Unfolding a collapsible bridge table from my back pocket, I laid out a map of Mainland military installations. The critical ones were in red, the moderate ones in orange, and Jim’s house was in blue.
“The edges are torn.” The mystic licked the edges with callused fingertips. It was easy to see where the page had parted ways with a pretty nifty paper shredder; a word to the wise, never try to shred plastic eggs.
“You’ll get the rest of the map once I’ve got my henchmen trained — unless you don’t have a few dozen warrior I could borrow for a while, just to help me unpack all my furniture at the summer house,” I lied. They had no way of knowing my properties in Connecticut weren’t real. Nothing is real, except your own mind! History never happened!
Bowing like a bowlegged tarantula, the lead Novan nodded sideways and pulled out a Magic 8 Ball. “The ball foretold of your arrival and desires, days ago!”
“Then I was not unexpected!” Crestfallen, I solemnly took stock of my beliefs. Every decision I’d ever made was based on the assumption that the Novans were not expecting me. If this was a fallacy, then what else could I have been wrong about? Was Morgan the bus driver a Scorpio?!

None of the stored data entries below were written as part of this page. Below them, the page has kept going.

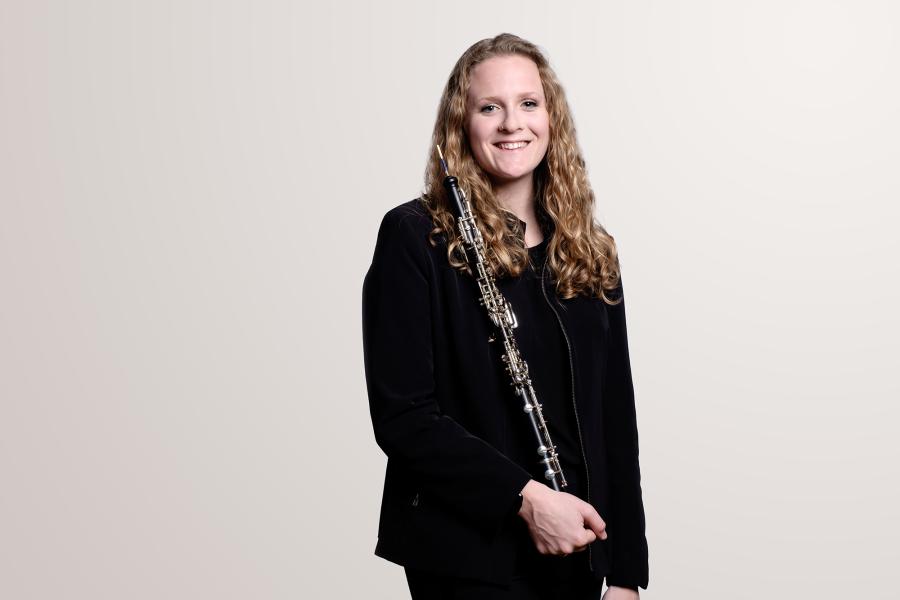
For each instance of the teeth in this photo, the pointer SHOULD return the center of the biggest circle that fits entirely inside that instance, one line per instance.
(513, 145)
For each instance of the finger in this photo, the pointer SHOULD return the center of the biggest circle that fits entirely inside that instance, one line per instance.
(587, 537)
(593, 521)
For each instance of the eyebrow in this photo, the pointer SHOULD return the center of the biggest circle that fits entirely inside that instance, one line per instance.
(498, 99)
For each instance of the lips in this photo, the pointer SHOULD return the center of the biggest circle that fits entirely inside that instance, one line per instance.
(512, 146)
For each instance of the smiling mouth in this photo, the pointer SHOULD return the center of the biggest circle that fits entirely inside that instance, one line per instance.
(511, 145)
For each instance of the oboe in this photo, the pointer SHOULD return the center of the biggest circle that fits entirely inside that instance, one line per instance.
(503, 317)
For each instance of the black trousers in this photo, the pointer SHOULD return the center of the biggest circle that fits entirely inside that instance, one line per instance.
(531, 586)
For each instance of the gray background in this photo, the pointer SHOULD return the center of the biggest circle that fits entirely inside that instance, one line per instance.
(189, 197)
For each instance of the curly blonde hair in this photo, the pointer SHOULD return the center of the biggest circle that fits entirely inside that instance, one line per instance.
(581, 255)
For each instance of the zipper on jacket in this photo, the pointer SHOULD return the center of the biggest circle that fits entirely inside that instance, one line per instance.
(587, 477)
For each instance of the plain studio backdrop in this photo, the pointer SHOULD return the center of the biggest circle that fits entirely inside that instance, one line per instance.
(189, 197)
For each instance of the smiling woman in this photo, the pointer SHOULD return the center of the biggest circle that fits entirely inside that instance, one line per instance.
(465, 509)
(508, 124)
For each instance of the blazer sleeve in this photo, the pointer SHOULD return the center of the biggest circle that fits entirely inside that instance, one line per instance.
(459, 470)
(626, 528)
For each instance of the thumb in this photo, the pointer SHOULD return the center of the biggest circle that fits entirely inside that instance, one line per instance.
(593, 521)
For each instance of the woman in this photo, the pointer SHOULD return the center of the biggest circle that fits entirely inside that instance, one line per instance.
(464, 508)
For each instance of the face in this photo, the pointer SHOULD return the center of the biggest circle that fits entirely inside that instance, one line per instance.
(506, 117)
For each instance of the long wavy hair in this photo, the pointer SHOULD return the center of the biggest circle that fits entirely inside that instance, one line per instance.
(581, 255)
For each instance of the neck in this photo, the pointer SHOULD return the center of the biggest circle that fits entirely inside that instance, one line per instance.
(518, 198)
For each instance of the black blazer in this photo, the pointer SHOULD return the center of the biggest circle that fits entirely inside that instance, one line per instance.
(435, 384)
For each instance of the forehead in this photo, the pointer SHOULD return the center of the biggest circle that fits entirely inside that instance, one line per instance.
(504, 76)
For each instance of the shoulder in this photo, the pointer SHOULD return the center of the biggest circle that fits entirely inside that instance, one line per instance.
(409, 221)
(405, 230)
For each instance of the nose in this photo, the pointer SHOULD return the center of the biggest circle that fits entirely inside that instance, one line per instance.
(510, 121)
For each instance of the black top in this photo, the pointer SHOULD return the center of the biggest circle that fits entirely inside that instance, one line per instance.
(542, 345)
(434, 383)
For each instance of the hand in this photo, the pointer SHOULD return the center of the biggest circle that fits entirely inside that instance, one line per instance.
(617, 593)
(559, 523)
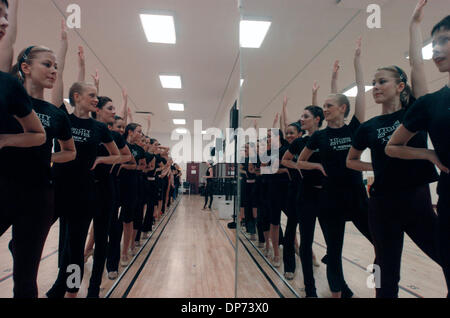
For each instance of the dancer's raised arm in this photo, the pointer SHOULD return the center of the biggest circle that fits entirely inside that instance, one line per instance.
(8, 41)
(418, 79)
(315, 90)
(360, 102)
(334, 77)
(58, 88)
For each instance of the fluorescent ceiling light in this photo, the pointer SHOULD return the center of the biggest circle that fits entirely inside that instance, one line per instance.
(176, 107)
(427, 52)
(179, 121)
(159, 28)
(352, 92)
(181, 131)
(253, 33)
(170, 81)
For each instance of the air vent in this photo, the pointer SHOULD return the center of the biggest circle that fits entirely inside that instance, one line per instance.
(145, 113)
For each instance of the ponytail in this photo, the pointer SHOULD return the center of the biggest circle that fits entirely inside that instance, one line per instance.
(400, 76)
(26, 56)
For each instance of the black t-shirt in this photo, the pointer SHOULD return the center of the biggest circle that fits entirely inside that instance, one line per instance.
(392, 173)
(138, 154)
(148, 158)
(333, 145)
(431, 113)
(87, 134)
(246, 168)
(272, 175)
(57, 126)
(14, 101)
(102, 171)
(311, 178)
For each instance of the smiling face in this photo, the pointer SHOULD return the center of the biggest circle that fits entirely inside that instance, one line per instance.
(441, 50)
(308, 121)
(119, 126)
(332, 110)
(3, 20)
(106, 113)
(42, 70)
(386, 88)
(87, 99)
(136, 136)
(291, 134)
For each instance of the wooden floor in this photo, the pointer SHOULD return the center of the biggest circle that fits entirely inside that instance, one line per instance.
(191, 254)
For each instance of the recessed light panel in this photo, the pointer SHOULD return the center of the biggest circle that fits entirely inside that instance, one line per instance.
(170, 81)
(352, 92)
(159, 28)
(253, 33)
(179, 121)
(175, 107)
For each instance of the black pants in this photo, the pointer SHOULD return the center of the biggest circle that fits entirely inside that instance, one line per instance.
(443, 233)
(129, 195)
(309, 206)
(390, 217)
(74, 203)
(29, 210)
(103, 214)
(278, 196)
(291, 226)
(248, 202)
(263, 220)
(341, 204)
(115, 236)
(208, 194)
(165, 184)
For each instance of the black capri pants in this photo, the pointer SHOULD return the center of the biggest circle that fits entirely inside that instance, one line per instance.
(341, 203)
(29, 210)
(278, 197)
(128, 195)
(393, 214)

“Resources are tight, mon friar. But for several hours our forces have been marshaling for a total inventory... we’ve got a handful of Navens left over from the beforetime you could use.”
“What manner of creature are these Navens?”

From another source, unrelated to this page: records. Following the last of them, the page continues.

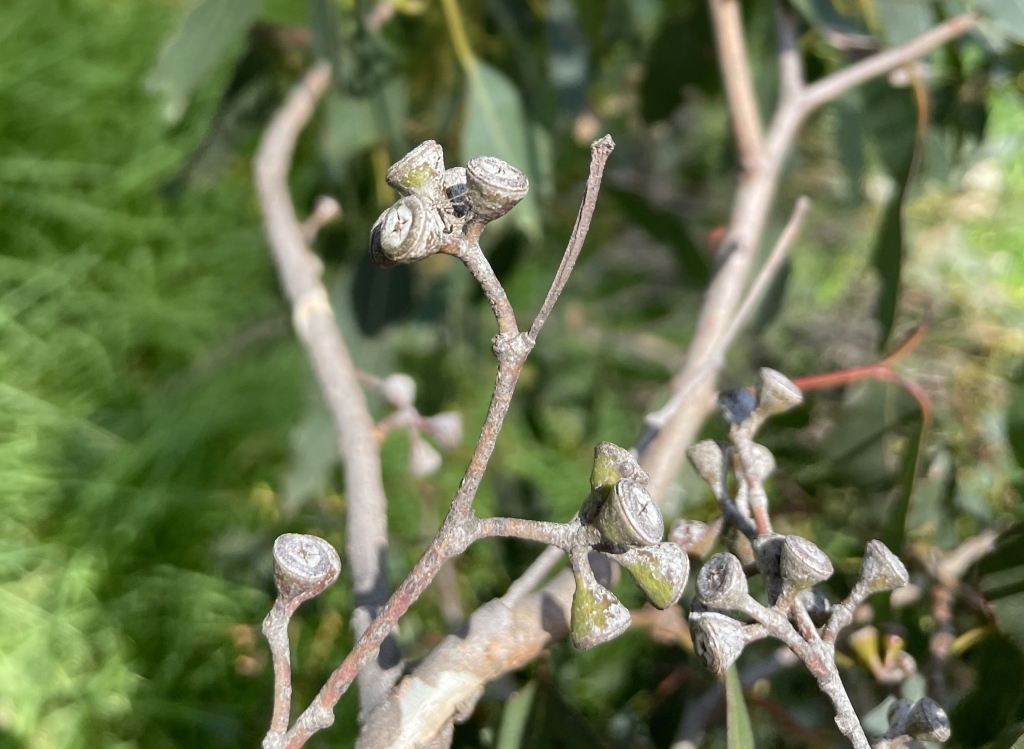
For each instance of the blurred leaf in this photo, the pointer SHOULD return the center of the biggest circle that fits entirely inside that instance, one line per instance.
(496, 125)
(208, 33)
(668, 229)
(515, 717)
(353, 124)
(739, 734)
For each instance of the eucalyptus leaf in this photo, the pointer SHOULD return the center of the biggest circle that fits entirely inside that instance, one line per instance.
(209, 32)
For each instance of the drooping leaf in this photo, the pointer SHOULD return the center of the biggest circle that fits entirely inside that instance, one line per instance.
(668, 229)
(739, 734)
(208, 33)
(496, 125)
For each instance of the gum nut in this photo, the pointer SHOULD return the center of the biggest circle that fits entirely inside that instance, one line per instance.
(407, 232)
(495, 188)
(660, 572)
(597, 615)
(398, 389)
(630, 516)
(927, 721)
(803, 564)
(777, 393)
(611, 464)
(421, 171)
(709, 460)
(718, 639)
(721, 583)
(736, 404)
(303, 566)
(882, 570)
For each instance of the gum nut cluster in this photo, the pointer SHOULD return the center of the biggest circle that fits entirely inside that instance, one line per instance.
(435, 203)
(630, 529)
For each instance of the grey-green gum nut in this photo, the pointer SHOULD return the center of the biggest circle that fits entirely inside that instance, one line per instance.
(421, 171)
(660, 572)
(409, 231)
(494, 186)
(630, 516)
(597, 616)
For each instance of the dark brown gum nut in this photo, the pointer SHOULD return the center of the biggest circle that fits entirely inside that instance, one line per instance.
(407, 232)
(303, 566)
(721, 583)
(709, 460)
(768, 555)
(776, 393)
(718, 639)
(803, 565)
(495, 188)
(630, 516)
(596, 615)
(882, 570)
(611, 464)
(660, 572)
(421, 171)
(927, 721)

“A failed genetic experiment,” laughed a fat Novan. A Jovian Novan! “They were mocked and persecuted in the beforetime, almost completely wiped out. For a thousand years we thought them a legend. But we found some in cryo-jello in an old abandoned science mine!”
“Can they fight? Are they obedient?” These Navens sound like an increasingly poor investment.
Scratching his belly while looking particularly evil and merciless, the mystic shrugged. “All we’ve ever seen them do is grab onto each other in water, rotating themselves so they never drown while reaching out for something solid. Like a giant amoeba.”
I dropped to my knees and sobbed openly; droplets of sulfur hexafluoride vaporized upon impact with the ground. Shaking like a leaf, my unconscious mind (the one that doesn’t exist) used my hand to surrender the remainder of the map.